June 19, 2018

7.45 am: A communion. 8.30 am: This week my postgraduate teaching was assigned to today. At the Old College: the residue of a either wedding or a Christening (including ‘The Arm’):

9.00 am: The first of the day’s MA tutorials. 9.30 am: My second appointment needed to be postponed to the end of the day. The occasion gave me an opportunity to catch up on the day’s admin at a local café. 10.00 am: Onward and backward to the mothership. There’re times when we must take time to talk together as staff about the vicissitudes and uncertainties of our lives. After all is said and done, we’re only human.

10.30 am: My email deposit oozed postgraduate admin. Some magisterial Jean-Baptise Lully in the background, to ease the passage. (Music is my caffeine.) 11.15 am: That set to order, I began the annual sift and jettison of paper and files that wouldn’t be needed on the journey into the next academic year. I enjoy casting off. (Practical housekeeping.) I was drawn into the Discourse: Reynolds to Rego exhibition in the School’s double gallery; the first of many trips, I’m sure, to enjoy the modernist prints especially:

After lunch, I held an informal discussion with a PhD Fine Art inquirer:

For the remainder of the afternoon, I conducted MA fine art tutorials at the School and Old College until 4.45 pm.

7.15 am: An evening of bitty tasks: emails, website revitalisation, computer problems, and further extractions from the Scourby recording.
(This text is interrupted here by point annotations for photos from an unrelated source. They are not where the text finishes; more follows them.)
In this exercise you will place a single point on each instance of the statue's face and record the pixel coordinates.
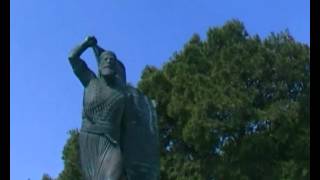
(107, 64)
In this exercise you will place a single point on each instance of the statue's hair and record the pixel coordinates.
(121, 70)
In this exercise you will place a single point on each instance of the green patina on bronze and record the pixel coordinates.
(119, 133)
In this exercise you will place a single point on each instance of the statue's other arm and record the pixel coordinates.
(79, 66)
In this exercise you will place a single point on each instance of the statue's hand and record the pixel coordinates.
(90, 41)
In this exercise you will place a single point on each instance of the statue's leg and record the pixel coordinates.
(110, 164)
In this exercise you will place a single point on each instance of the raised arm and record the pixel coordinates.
(79, 66)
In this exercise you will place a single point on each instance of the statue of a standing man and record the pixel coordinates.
(116, 119)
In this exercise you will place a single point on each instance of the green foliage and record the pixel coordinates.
(230, 107)
(71, 158)
(46, 177)
(233, 106)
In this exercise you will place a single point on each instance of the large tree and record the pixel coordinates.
(231, 106)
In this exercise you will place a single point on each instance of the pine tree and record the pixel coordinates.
(233, 106)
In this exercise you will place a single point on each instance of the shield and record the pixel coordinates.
(139, 138)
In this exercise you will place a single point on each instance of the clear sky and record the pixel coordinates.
(46, 97)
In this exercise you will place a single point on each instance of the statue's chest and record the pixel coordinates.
(101, 102)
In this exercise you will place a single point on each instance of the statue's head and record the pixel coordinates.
(109, 66)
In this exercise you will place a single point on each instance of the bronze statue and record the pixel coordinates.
(119, 135)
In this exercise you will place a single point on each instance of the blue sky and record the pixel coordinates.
(45, 96)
One day I’m going to play the discs from Genesis to Revelation.

Some principles and observations derived from today’s encounters:

  • To fail is to understand the nature of success.
  • No one can have given you the answer, because only you can formulate the question.
  • What is it about a black and white photograph that appears to cast the subject into a past that belies its historical moment?
  • We teach out of who we are, so that the student can be who they are.
  • Let the snow fall and lie, before treading through it.
  • You’ve been floating upon the pond, now go to the well and draw water from deep within it.
  • Sometimes a tutor, sometimes a ‘priest’.
  • It would be like cooking and never eating your own meals.
  • Confront the unknown.
  • If you have a sense of direction, don’t assume that you know your destination also.